Came the energy crisis of the late '70s, caused in large part by government punishment of the energy companies via regulation and taxation. How did Carter propose to lead us out of this crisis? By further punishing the companies -- confiscating their "windfall profits" from the higher oil prices that supplied the capital requisite to finding more oil and gas.
The moralist-in-chief had diagnosed the problem. It was less an economic or foreign policy problem, he told the American people, than it was a "crisis of the American spirit." We Americans "needed to have faith in each other." And the government needed to order utility companies to use less oil.
Then there was foreign policy. We cut adrift the Shah of Iran, a reliable American ally, because presumably the clergy trying to overthrow him were more moral than he. Then the Ayatollah Khomeini took over, and the U.S. Embassy hostage crisis followed. The Carter administration twisted, turned, agonized -- and failed utterly to retrieve the hostages. Almost the minute the tough-talking Ronald Reagan took over the reins, Khomeini decided the game was up. He set the hostages free.

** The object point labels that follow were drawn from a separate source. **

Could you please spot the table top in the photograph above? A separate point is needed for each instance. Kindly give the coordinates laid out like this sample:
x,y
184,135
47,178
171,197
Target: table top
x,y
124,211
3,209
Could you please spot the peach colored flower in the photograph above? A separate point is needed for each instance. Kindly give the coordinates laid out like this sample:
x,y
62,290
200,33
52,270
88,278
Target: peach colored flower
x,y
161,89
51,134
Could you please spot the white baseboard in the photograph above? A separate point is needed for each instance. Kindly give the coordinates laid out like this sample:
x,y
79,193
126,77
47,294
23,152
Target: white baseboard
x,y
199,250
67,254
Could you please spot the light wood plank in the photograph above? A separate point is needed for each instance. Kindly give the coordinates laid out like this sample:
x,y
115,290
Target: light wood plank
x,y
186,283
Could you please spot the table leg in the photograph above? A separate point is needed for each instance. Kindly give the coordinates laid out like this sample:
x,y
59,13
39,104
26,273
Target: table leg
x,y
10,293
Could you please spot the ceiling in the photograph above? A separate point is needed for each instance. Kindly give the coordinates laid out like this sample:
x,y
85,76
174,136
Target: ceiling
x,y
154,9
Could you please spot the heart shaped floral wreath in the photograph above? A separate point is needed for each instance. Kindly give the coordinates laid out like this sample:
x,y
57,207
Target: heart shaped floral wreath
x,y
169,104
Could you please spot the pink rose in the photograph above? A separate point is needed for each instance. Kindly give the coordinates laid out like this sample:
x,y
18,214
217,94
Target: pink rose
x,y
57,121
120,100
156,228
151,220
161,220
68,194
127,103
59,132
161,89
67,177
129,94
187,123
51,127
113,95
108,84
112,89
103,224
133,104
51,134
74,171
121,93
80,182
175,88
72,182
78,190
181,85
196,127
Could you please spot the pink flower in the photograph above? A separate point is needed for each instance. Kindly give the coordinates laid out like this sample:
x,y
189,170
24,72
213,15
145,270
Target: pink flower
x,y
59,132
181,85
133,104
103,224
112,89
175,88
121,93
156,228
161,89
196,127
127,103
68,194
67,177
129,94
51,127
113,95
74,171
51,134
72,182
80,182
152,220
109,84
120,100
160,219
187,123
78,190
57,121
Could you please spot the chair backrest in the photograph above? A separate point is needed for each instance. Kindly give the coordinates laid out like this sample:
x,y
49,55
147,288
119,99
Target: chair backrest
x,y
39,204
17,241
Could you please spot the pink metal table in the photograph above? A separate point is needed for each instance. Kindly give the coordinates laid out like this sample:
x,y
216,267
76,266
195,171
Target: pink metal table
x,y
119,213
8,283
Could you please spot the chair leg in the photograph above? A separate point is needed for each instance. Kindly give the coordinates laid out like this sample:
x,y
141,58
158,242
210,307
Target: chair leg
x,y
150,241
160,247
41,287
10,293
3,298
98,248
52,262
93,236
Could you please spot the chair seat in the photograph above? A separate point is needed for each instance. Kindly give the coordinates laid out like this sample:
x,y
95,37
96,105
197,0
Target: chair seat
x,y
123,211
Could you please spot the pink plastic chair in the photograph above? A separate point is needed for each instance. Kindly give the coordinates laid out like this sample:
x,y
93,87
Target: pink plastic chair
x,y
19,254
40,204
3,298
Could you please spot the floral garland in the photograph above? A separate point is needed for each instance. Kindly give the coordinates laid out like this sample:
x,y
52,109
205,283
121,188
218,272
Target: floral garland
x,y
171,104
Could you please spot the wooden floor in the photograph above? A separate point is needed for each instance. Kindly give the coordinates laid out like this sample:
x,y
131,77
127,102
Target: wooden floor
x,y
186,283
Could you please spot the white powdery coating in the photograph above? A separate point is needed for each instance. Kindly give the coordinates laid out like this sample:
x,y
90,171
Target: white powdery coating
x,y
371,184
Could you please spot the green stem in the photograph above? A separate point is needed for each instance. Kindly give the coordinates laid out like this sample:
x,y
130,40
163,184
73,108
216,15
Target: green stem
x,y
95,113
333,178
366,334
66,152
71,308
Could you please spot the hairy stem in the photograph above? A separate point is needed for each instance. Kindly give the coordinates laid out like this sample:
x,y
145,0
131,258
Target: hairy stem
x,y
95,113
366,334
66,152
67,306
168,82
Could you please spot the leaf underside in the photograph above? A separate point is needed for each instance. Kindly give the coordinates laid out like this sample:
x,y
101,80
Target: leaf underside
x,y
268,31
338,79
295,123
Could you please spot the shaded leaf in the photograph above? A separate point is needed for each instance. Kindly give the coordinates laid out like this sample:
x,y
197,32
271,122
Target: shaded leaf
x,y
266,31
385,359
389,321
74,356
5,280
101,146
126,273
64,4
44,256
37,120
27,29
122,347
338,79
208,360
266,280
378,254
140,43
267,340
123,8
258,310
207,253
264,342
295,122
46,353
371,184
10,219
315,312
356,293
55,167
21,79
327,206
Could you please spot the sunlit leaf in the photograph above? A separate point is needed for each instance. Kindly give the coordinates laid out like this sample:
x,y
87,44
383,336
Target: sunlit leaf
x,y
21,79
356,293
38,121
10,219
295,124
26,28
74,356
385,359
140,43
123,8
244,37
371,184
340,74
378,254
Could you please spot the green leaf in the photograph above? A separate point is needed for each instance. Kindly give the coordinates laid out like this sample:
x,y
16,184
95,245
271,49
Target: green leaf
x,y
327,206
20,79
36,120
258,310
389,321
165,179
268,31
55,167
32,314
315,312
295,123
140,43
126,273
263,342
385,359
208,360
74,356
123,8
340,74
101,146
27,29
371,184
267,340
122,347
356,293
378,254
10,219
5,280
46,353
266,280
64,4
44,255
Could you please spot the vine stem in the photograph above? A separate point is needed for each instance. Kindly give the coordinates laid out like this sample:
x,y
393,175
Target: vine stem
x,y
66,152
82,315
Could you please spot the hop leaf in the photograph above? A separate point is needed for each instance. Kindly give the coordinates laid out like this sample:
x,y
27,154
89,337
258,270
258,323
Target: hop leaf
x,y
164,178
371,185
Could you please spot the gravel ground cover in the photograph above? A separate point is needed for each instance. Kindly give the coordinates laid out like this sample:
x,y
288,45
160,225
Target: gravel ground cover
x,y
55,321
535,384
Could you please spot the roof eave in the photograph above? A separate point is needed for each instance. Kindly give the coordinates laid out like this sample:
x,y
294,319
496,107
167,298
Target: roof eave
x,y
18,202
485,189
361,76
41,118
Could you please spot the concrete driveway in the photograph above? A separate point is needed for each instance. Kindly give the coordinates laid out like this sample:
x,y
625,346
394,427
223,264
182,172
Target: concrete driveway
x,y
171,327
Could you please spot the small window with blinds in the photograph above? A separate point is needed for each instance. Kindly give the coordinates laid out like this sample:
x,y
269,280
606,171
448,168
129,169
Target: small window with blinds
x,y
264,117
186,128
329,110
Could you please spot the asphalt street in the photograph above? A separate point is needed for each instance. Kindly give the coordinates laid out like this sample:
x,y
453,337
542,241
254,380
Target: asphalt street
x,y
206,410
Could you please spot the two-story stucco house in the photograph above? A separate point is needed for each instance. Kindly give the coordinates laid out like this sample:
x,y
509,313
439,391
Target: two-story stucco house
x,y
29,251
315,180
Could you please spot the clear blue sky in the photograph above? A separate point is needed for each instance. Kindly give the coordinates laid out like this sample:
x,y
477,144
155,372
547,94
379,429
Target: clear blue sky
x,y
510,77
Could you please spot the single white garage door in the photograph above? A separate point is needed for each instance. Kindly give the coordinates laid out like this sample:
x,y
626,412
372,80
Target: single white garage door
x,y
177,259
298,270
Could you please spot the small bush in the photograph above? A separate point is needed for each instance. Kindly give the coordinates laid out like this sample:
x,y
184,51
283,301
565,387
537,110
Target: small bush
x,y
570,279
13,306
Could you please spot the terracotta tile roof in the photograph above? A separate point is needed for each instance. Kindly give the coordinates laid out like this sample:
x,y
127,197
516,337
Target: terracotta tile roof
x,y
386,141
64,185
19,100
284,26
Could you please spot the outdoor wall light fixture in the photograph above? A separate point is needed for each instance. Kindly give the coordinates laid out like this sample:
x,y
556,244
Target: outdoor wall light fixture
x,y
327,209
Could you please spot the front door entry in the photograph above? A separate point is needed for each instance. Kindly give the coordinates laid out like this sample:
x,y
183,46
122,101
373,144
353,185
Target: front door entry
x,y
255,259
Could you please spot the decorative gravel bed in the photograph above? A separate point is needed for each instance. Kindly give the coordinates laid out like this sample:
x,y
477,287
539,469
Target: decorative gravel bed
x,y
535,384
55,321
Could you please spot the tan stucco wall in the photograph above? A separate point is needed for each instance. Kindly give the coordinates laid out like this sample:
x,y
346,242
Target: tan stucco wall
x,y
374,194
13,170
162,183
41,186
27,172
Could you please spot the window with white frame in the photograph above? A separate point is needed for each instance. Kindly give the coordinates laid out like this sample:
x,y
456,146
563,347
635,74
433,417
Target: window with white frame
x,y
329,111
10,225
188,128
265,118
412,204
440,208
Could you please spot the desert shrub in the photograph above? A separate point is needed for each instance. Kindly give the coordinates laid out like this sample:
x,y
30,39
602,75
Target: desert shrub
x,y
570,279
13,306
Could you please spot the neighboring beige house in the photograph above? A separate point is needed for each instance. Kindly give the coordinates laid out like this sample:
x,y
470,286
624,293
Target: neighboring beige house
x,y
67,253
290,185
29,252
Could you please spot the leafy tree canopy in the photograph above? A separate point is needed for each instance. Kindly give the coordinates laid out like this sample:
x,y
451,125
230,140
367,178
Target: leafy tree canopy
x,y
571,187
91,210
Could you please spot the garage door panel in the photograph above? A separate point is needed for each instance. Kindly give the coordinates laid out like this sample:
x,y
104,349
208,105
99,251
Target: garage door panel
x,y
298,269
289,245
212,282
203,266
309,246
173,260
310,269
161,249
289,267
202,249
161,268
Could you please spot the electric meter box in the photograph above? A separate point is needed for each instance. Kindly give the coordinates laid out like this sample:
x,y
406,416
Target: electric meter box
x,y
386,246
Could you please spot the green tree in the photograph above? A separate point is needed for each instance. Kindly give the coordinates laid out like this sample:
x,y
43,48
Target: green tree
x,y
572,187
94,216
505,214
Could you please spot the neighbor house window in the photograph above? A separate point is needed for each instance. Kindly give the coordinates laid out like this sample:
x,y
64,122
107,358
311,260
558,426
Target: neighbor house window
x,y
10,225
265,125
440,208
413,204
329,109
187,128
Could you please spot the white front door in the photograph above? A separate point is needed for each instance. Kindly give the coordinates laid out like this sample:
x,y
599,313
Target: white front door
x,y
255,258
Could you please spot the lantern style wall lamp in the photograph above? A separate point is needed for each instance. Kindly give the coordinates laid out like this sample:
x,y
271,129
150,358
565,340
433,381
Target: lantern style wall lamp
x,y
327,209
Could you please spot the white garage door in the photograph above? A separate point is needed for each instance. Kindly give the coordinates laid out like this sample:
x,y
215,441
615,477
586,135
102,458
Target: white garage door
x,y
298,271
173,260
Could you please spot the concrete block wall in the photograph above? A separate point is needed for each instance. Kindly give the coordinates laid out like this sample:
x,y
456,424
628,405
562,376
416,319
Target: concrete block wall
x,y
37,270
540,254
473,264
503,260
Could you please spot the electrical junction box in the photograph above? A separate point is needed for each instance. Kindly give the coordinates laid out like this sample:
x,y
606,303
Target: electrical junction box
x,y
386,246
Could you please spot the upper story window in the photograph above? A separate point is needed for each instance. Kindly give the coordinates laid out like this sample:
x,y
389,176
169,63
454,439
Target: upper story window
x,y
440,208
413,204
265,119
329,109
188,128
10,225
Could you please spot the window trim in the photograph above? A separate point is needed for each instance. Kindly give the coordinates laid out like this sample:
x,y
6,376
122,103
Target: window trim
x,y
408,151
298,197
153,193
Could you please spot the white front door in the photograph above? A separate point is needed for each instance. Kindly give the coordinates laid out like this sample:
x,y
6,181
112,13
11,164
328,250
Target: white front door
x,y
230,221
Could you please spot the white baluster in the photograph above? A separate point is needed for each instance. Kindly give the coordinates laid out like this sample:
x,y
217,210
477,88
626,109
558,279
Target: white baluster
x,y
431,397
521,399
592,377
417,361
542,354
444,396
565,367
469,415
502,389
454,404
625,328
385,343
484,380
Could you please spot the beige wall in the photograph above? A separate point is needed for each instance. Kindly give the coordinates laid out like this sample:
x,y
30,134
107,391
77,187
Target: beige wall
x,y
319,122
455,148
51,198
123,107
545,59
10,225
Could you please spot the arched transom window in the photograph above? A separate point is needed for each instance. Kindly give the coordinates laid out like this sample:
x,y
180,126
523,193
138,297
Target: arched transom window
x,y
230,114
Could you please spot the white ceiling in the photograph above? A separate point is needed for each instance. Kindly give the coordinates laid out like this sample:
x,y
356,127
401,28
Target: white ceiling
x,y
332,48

Carter's psychic need for post-1980 redemption must be profound beyond reckoning. He was a good boy for a while, promoting fair elections and democracy abroad -- for which he got the Nobel Peace Prize (in part probably because the judges wanted to show up Bush).
Why, then, the ant-Bush tirade? With Jimmy Carter one never knows. It suffices, perhaps, to know that he's smarter than all of us put together. That much you figure out just by listening to him.